Missbrauchs-Prozess Bergisch Gladbach: Mit Fotos fing es an

Auf dem Foto ist ein Mann in einer schwarzen Kutte, der mit einem anderen Mann spricht, welcher auf einem Stuhl sitzt und sich eine Mappe vor sein Gesicht hält.

Missbrauchs-Prozess Bergisch Gladbach: Mit Fotos fing es an

Im Prozess um den Missbrauchsfall von Bergisch Gladbach hat der psychiatrische Sachverständige Einzelheiten aus der Befragung des Angeklagten vorgelegt.
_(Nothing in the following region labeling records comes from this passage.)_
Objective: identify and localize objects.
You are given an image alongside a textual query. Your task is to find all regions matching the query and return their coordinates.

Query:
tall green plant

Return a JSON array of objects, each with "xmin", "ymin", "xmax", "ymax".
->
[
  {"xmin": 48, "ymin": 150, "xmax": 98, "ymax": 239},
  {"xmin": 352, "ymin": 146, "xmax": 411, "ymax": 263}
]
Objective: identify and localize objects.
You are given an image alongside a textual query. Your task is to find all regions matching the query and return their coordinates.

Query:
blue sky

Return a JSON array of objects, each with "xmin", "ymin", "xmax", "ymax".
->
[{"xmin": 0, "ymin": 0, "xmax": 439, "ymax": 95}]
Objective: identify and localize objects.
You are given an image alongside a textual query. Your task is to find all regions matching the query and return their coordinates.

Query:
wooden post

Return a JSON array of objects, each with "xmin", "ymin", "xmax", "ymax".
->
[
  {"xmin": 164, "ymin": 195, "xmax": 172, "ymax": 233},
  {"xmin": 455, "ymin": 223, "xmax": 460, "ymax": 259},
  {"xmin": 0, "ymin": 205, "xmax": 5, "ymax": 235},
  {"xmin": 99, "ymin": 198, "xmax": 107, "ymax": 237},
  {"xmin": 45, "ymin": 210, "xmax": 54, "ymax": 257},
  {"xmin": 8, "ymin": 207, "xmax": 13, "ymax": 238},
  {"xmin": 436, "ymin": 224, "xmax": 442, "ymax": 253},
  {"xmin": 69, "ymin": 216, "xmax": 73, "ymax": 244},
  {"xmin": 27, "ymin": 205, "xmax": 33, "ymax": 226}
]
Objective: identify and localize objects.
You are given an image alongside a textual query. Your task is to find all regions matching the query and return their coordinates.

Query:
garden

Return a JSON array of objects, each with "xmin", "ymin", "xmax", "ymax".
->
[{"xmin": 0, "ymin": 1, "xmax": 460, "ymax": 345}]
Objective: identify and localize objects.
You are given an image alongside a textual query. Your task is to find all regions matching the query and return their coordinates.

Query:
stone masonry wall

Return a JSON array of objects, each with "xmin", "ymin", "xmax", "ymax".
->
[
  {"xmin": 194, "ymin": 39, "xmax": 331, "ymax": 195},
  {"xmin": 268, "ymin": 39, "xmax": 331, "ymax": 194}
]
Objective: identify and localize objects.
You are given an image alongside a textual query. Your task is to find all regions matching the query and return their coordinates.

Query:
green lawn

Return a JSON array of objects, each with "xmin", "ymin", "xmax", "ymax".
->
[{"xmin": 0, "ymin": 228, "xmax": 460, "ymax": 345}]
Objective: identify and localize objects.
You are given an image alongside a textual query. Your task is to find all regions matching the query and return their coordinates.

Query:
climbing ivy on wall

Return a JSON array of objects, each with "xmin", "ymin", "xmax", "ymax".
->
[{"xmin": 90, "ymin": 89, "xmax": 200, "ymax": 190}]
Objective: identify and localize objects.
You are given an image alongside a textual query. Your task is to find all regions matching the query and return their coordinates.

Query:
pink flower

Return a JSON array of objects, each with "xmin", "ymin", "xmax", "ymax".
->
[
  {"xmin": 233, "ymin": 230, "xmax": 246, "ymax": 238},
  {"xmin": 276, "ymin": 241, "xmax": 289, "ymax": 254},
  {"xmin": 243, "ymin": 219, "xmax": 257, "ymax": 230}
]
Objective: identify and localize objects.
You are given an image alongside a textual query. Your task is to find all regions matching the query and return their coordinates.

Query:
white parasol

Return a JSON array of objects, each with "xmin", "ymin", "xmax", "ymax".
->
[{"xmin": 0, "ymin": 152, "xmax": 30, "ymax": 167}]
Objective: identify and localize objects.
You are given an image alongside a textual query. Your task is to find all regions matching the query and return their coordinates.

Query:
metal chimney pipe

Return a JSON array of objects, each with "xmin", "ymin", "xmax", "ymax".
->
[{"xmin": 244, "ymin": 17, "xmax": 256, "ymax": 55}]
Der Angeklagte soll sich seit fast 20 Jahren mit Kinderpornografie beschäftigen. Es habe mit einzelnen Fotos in den Jahren 2003/2004 angefangen, heißt es in dem Bericht des Sachverständigen.

Täter soll selbst missbraucht worden sein

Der Angeklagte habe zu dieser Zeit seine Neigung festgestellt und wollte sich deshalb Hilfe holen. Er habe es aber aus Scham, Angst und der Ungewissheit nicht gemacht. Der 43-jährige Angeklagte hat zudem angegeben, dass er als Neunjähriger von einem 16-jährigen Nachbarsjungen mehrmals sexuell missbraucht worden sei.

Auch zu seiner aktuellen Haftsituation äusserte sich der Mann aus Bergisch Gladbach. In der JVA lässt der Angeklagte die anderen Häftlinge im Unklaren über den eigentlich Grund seiner Inhaftierung. Demnach gebe er gegenüber Mitgefangenen an, dass er nicht wegen schweren sexuellen Missbrauchs, sondern wegen eines anderen, harmloseren Delikts in U-Haft sitzt.